1 ½ c Indian red lentils (masoor dal)
¾ t garam masala
¾ t hing (asafetida)
1 T turmeric
1 t ground coriander
8 c water (may use chicken broth or add chicken or vegetable bullion)
2 T oil
2 T butter
4-6 cloves garlic, finely chopped
1 inch fresh ginger, finely chopped
1 small or ½ large onion, finely chopped
1 stalk celery, finely chopped
1 tomato, finely chopped
2 T lemon juice
salt to taste
¼ c cream
3 T oil
1 chile japone, with seeds discarded, cut in small ribbons
1 t black mustard seeds
1/2 t whole cumin seeds
chopped cilantro
Combine first 6 ingredients in a pot and boil until lentils are soft.
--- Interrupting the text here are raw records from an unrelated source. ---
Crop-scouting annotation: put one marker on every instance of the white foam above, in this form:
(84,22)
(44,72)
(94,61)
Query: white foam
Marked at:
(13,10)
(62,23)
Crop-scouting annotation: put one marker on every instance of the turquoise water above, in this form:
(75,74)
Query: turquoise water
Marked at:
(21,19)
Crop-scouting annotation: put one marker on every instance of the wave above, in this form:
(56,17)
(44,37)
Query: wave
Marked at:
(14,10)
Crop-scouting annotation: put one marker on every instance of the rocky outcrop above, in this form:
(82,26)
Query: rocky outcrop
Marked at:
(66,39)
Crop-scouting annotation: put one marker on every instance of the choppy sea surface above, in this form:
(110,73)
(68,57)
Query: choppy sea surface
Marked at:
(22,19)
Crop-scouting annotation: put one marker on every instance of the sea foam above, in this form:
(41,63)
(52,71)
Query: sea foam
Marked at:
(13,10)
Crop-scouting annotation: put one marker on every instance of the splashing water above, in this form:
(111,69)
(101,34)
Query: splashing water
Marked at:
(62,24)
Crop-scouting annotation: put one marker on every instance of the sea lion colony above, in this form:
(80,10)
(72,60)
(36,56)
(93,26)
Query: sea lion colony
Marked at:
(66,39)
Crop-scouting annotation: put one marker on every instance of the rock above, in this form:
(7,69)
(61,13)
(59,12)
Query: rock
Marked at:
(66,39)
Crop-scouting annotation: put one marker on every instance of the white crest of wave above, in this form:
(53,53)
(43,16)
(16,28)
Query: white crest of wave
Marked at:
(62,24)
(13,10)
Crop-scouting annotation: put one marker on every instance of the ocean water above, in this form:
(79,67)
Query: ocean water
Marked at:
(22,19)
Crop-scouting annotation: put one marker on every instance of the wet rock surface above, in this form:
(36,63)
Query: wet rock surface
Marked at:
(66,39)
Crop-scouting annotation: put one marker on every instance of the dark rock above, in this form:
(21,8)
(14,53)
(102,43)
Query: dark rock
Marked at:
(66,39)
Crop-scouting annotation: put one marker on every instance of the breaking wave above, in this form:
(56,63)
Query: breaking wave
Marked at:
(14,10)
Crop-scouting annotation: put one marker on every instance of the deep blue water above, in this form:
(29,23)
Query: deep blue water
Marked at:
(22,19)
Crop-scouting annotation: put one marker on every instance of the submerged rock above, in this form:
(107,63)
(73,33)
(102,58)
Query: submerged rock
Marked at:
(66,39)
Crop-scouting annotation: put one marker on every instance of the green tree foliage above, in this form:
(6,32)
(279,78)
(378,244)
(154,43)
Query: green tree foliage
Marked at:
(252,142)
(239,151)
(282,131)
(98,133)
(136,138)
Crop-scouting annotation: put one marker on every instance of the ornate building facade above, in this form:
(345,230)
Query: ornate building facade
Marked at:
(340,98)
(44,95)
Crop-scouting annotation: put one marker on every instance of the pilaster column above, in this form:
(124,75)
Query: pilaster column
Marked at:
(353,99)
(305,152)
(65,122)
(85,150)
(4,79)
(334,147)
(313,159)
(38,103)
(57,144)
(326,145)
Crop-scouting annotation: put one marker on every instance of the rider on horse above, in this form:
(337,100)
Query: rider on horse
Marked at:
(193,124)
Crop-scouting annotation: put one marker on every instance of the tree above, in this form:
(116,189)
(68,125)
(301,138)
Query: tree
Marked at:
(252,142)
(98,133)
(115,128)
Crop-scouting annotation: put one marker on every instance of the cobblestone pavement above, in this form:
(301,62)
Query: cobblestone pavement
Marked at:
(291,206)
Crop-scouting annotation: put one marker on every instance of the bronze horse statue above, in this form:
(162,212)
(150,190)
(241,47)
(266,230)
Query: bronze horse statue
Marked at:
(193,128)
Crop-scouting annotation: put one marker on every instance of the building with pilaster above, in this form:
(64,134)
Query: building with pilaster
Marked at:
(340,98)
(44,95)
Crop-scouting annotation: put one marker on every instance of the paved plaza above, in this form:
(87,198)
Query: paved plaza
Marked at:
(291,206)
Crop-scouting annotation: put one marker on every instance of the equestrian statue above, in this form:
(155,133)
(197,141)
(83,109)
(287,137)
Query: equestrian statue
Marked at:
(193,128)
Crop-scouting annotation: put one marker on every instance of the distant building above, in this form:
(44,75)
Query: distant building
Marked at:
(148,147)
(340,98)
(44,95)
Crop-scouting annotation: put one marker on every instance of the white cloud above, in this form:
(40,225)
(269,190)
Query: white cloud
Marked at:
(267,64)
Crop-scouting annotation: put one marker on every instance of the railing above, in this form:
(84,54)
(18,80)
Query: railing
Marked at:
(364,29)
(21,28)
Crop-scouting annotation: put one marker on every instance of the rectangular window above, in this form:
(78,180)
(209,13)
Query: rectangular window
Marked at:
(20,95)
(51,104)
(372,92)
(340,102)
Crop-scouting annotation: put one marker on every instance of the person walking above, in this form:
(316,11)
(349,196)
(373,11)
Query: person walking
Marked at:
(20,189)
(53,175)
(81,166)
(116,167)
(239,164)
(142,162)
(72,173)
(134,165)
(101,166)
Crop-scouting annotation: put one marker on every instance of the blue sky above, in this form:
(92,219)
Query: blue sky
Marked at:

Meanwhile, add next 7 ingredients to hot skillet and stir occasionally until celery is soft. Combine with previous mixture.
Add lemon juice and simmer 10-15 min. Salt to taste.
Remove from heat and add 1/4 c cream.
Heat the 3 T oil until shimmering and have a splatter screen handy. Add the chile japone, then the cumin seeds and finally the black mustard seeds. Cover immediately and temper the spices for 15-20 seconds, then remove from heat. Once it cools for a minute or two, scrape oil, chile and seeds into a small dish for serving.
Each person can garnish their own bowls of dal with the oil-tempered spices and cilantro. Serve with naan or rice.